Appearance: http://vignette2.wikia.nocookie.net/fireemblem/images/e/e9/Serena_%28FE13%29.png -- though her hair is more orange, since she inherited that from her father

Abilities: Severa doesn't have any superhuman or magical abilities; she's just pretty good with a sword. Otherwise, totally normal human girl.

▸SAMPLES:

First Person:

[a crudely drawn picture of a woman with two long pigtails appears on the network and begins bouncing idly while its narration is actually being written. it acts out many of the things that are written below it as they appear; the writing is, in contrast, pretty elegant. it's fancy script, but not unreadable, if the magic powering this whole thing doesn't just render it in the same style regardless.]
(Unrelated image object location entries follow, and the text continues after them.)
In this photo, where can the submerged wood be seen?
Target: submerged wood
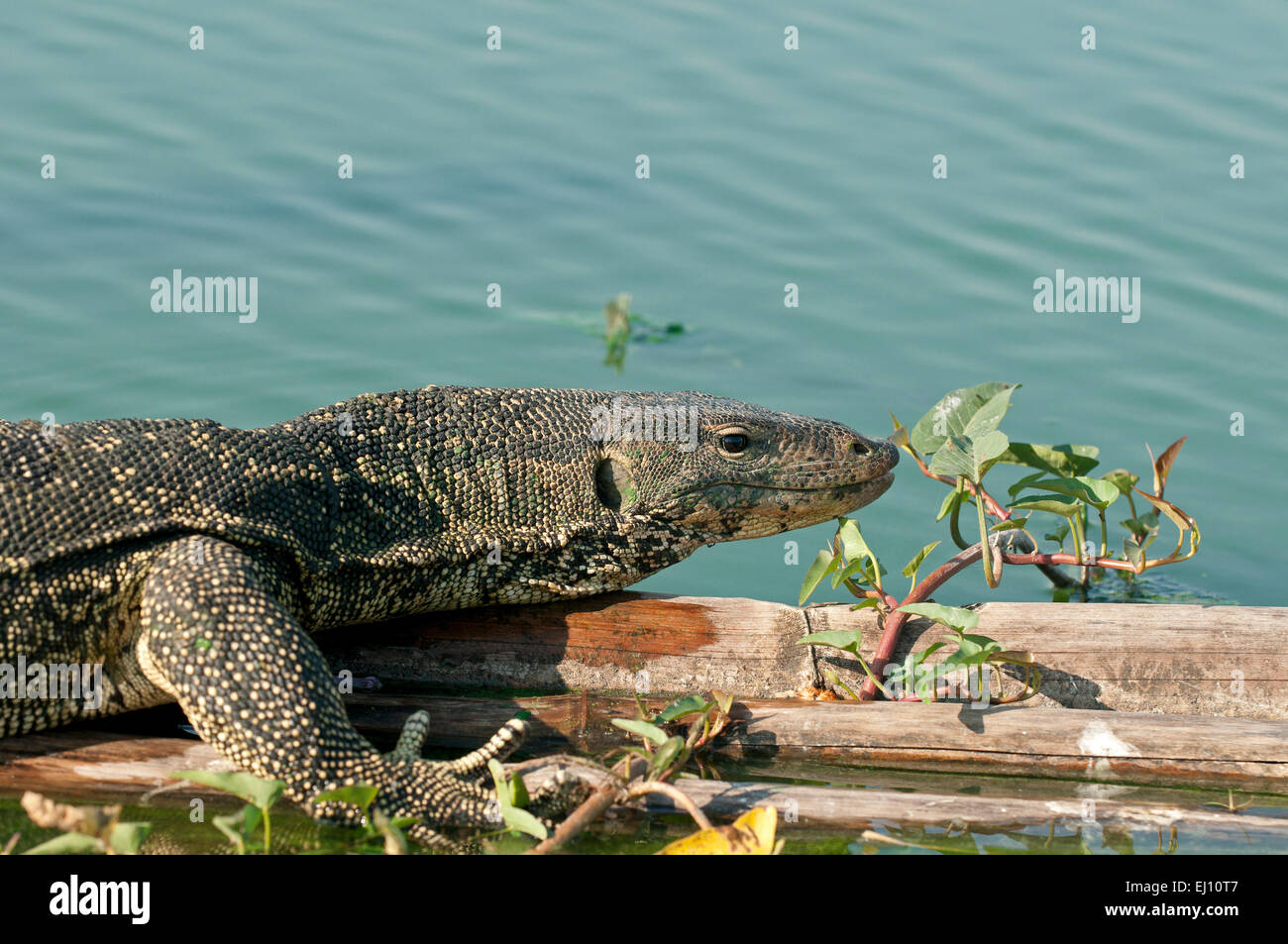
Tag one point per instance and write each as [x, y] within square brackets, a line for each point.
[97, 767]
[1228, 661]
[1076, 745]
You're telling me I could have anything I imagine. Gold, jewels, trinkets, anything. I just have to think it into existence, and it's there. But the only way to get the power to do that is to abandon all my scruples as the lady I am and indulge some of the most disgusting urges one could indulge in? I certainly hope that the possessions are a reward for that, and not the other way around.

[her little drawing makes a disgusted face rather than act out anything involving sex.]

Couldn't anyone have thought of a more dignified means of distraction? Swordplay, or

[the text stops abruptly. a blot of ink appears next to the drawing.]

I've just been told that "swordplay" is ALSO a type of debauchery. Gods, is there nothing you haven't sullied? If this is really the only way to go about things, I'll do it. But I don't plan on being happy about it. I consider myself lucky there are some people I already know here. I don't know how you'd expect me to do this sort of thing with somebody completely new.